Los chicos vivían en los alrededores del Destacamento Penal. Eran los hijos de los presos del Campo, que redimían sus penas en la obra del pantano. Entre sus madres y ellos habían construido una extraña aldea de chabolas y cuevas, adosadas a las rocas, porque no se podían pagar el alojamiento en la aldea, donde, por otra parte, tampoco eran deseados. «Gentuza, ladrones, asesinos.. .» decían las gentes del lugar. Nadie les hubiera alquilado una habitación. Y tenían que estar allí. Aquellas mujeres y aquellos niños seguían a sus presos, porque de esta manera vivían del jornal que, por su trabajo, ganaban los penados.

El hijo mayor del administrador era un muchacho de unos trece años, alto y robusto, que estudiaba el bachillerato en la ciudad. Aquel verano vino a casa de vacaciones, y desde el primer día capitaneó nuestros juegos. Se llamaba Efrén y tenía unos puños rojizos, pesados como mazas, que imponían un gran respeto. Como era mucho mayor que nosotros, audaz y fanfarrón, le seguíamos adonde él quisiera.

El primer día que aparecieron los chicos de las chabolas, en tropel, con su nube de polvo, Efrén se sorprendió de que echáramos a correr y saltáramos el muro en busca de refugio.

-Sois cobardes -nos dijo-. ¡Esos son pequeños!

No hubo forma de convencerle de que eran otra cosa, de que eran algo así como el espíritu del mal.

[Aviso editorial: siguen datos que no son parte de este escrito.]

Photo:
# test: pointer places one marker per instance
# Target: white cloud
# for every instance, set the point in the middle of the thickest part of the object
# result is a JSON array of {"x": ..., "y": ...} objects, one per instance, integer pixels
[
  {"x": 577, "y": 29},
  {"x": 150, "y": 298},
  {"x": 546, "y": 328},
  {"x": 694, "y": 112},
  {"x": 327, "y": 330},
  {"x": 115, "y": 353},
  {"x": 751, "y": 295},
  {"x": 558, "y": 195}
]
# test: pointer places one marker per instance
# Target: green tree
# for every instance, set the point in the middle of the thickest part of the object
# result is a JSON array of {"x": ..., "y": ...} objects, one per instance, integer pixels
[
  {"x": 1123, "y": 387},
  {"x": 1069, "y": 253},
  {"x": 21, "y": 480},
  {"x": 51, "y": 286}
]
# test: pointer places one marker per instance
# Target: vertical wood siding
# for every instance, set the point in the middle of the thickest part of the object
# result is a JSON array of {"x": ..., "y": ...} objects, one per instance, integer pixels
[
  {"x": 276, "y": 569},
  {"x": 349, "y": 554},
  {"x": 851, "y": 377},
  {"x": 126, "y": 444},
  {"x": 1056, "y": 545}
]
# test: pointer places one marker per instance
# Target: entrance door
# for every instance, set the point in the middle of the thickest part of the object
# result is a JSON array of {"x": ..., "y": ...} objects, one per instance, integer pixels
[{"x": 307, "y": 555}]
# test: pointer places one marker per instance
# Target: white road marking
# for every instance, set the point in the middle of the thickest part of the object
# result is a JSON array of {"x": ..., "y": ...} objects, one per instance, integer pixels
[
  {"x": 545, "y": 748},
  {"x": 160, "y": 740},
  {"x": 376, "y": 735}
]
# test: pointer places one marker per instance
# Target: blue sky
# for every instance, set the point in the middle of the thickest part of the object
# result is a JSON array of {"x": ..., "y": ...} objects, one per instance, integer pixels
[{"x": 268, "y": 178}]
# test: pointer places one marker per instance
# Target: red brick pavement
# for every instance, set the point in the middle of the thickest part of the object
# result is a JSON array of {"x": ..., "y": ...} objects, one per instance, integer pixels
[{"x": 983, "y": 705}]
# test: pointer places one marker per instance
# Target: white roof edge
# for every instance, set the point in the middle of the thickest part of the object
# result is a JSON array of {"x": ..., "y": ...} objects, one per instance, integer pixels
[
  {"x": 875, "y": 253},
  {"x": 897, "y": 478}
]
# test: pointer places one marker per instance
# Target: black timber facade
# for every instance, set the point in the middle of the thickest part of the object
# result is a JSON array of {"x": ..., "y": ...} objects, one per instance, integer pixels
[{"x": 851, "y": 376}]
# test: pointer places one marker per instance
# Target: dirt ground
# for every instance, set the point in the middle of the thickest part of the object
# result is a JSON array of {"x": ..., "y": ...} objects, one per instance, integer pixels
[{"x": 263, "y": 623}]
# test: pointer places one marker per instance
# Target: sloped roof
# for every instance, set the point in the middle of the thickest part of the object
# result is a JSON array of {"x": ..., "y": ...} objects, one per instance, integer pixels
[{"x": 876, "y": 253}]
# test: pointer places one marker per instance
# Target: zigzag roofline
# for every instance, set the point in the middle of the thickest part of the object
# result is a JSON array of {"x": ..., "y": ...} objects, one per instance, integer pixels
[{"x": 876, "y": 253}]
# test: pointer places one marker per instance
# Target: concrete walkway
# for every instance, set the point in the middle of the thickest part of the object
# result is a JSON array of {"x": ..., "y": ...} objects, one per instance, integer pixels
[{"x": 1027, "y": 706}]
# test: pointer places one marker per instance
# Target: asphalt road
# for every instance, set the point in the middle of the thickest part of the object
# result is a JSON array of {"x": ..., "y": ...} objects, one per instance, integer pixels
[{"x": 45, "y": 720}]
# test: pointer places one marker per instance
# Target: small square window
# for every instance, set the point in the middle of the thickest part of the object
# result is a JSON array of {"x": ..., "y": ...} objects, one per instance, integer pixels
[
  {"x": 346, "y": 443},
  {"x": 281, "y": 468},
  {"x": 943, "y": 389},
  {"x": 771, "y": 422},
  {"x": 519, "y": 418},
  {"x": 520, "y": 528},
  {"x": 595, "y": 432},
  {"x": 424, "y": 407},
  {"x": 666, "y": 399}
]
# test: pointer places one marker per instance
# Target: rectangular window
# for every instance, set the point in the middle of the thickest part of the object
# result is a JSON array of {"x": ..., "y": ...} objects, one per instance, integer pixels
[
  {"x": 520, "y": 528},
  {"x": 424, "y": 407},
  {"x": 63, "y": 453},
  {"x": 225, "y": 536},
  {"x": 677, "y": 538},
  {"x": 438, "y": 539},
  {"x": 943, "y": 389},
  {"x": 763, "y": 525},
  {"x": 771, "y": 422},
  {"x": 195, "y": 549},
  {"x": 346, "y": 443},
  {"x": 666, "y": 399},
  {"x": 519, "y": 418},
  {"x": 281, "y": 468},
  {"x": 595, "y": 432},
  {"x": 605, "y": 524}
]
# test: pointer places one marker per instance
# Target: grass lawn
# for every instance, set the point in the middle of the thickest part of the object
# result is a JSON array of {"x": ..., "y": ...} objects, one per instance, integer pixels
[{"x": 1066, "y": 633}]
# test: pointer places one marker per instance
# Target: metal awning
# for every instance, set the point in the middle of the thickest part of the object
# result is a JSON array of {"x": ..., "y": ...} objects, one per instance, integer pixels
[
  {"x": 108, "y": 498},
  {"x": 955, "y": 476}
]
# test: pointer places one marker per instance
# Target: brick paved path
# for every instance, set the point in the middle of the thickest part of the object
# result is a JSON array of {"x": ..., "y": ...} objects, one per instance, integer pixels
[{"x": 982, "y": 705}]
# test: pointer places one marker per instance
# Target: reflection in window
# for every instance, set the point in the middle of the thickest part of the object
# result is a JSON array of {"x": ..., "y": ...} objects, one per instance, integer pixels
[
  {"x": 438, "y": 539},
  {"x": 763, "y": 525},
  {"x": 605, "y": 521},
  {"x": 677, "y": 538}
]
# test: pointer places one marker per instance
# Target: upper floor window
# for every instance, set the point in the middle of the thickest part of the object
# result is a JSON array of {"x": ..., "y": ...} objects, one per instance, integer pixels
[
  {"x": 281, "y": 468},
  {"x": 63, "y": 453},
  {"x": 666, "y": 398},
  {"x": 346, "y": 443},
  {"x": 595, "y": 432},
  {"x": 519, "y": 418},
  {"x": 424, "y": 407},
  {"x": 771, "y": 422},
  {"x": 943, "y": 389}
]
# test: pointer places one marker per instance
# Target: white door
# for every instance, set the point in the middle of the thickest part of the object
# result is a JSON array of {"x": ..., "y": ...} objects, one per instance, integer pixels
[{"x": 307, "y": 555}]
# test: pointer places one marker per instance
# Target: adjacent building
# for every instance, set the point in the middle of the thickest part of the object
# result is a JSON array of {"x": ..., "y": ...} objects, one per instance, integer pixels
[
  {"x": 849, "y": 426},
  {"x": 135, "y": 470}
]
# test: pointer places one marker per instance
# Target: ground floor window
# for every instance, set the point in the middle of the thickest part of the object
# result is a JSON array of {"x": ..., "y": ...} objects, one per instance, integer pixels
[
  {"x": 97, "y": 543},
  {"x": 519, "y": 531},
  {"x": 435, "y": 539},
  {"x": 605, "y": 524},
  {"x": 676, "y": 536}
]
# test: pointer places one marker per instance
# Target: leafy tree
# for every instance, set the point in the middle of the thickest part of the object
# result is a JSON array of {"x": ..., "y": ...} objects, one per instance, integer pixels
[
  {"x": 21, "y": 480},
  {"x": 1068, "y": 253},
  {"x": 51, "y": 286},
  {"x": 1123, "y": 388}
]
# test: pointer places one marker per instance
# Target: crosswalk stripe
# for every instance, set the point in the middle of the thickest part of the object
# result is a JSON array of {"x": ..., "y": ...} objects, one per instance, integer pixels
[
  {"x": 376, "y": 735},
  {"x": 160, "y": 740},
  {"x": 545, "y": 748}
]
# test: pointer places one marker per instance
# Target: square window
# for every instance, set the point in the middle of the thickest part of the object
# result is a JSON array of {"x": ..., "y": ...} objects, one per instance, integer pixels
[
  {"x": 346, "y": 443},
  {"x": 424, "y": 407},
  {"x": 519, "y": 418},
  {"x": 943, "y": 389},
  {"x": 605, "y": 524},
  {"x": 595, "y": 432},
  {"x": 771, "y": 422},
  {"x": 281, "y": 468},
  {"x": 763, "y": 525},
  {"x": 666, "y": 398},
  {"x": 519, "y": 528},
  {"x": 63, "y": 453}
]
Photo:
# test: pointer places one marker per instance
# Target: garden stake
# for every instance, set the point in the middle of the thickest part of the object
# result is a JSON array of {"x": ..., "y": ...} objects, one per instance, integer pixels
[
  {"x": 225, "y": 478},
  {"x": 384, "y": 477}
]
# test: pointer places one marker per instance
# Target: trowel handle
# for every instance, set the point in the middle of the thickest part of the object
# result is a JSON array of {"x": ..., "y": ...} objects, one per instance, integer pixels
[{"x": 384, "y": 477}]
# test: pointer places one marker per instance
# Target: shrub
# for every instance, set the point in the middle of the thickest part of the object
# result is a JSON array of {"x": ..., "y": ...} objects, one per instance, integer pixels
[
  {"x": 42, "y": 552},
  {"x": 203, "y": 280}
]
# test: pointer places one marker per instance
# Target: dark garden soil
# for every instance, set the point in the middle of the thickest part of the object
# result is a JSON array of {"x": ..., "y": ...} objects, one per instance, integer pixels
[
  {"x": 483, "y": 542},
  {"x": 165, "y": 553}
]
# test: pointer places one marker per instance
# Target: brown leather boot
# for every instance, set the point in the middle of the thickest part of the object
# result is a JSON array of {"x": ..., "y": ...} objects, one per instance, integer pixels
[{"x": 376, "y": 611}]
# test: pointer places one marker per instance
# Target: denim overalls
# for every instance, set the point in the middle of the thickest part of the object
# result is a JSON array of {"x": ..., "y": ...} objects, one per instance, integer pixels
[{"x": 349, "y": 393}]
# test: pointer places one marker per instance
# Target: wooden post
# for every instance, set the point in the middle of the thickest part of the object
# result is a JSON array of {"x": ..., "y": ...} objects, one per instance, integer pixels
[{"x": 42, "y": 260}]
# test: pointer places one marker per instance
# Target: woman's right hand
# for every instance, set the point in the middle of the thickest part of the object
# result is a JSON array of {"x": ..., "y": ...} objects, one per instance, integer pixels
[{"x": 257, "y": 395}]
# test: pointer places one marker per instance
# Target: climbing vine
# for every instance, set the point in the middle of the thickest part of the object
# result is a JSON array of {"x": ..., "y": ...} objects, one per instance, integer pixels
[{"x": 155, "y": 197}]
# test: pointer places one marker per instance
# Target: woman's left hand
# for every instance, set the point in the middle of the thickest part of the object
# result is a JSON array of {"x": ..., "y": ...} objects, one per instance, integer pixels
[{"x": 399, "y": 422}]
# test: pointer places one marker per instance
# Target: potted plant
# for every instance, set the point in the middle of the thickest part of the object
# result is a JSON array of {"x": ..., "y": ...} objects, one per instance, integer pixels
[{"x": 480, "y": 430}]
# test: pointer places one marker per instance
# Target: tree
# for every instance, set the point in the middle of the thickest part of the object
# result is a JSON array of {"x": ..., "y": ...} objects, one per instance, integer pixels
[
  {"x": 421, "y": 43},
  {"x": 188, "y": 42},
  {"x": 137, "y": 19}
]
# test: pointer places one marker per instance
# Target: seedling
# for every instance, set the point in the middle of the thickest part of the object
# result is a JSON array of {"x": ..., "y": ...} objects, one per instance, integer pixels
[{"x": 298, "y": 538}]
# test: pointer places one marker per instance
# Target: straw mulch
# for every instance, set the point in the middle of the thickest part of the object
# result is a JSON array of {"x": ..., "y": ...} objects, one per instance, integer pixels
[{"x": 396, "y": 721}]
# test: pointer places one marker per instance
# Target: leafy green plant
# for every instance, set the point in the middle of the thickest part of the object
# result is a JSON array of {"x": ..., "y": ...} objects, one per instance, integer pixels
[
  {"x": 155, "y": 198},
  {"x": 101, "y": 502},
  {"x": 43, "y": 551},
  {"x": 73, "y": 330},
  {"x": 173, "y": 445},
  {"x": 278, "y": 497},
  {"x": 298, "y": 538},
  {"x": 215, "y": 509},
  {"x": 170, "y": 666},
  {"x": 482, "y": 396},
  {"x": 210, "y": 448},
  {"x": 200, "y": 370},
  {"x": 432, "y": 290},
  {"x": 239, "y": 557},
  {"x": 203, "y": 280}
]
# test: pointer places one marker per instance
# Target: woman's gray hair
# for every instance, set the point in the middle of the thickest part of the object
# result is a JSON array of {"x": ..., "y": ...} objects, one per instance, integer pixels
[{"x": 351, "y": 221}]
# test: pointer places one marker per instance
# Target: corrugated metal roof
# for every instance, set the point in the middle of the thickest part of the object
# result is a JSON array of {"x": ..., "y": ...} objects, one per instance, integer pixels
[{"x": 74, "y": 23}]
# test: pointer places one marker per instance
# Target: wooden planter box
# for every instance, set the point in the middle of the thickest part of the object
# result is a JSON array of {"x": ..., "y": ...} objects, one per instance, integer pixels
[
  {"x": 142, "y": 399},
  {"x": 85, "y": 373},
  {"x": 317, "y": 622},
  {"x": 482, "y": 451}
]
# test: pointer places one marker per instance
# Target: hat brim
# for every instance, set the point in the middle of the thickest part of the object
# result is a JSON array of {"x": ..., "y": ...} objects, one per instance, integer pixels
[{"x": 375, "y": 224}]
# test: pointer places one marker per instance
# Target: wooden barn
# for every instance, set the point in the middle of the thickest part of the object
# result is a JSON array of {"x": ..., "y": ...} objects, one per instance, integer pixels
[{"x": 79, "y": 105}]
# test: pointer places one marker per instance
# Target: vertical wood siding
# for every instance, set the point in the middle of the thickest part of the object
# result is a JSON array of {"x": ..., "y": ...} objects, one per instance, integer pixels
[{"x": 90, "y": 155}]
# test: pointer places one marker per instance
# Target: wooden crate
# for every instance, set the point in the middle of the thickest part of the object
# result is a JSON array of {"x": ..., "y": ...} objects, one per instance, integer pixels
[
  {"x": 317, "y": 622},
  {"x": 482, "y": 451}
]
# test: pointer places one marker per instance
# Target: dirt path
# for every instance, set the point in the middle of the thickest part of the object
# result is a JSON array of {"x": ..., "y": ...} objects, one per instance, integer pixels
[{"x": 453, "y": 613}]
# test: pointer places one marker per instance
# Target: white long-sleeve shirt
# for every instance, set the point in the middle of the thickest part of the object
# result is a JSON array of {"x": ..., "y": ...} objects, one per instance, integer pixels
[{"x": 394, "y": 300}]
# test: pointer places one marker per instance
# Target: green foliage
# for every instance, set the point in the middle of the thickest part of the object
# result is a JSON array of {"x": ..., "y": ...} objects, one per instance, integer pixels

-Bobadas -nos dijo. Y sonrió de una manera torcida y particular, que nos llenó de admiración.

Al día siguiente, cuando la hora de la siesta, Efrén se escondió entre los juncos del río. Nosotros esperábamos, detrás del muro, con el corazón en la garganta. Algo había en el aire que nos llenaba de pavor. (Recuerdo que yo mordía la cadenita de la medalla y que sentía en el paladar un gusto de metal raramente frío. Y se oía el canto crujiente de la cigarra entre la hierba del prado.) Echados en el suelo, el corazón nos golpeaba contra la tierra.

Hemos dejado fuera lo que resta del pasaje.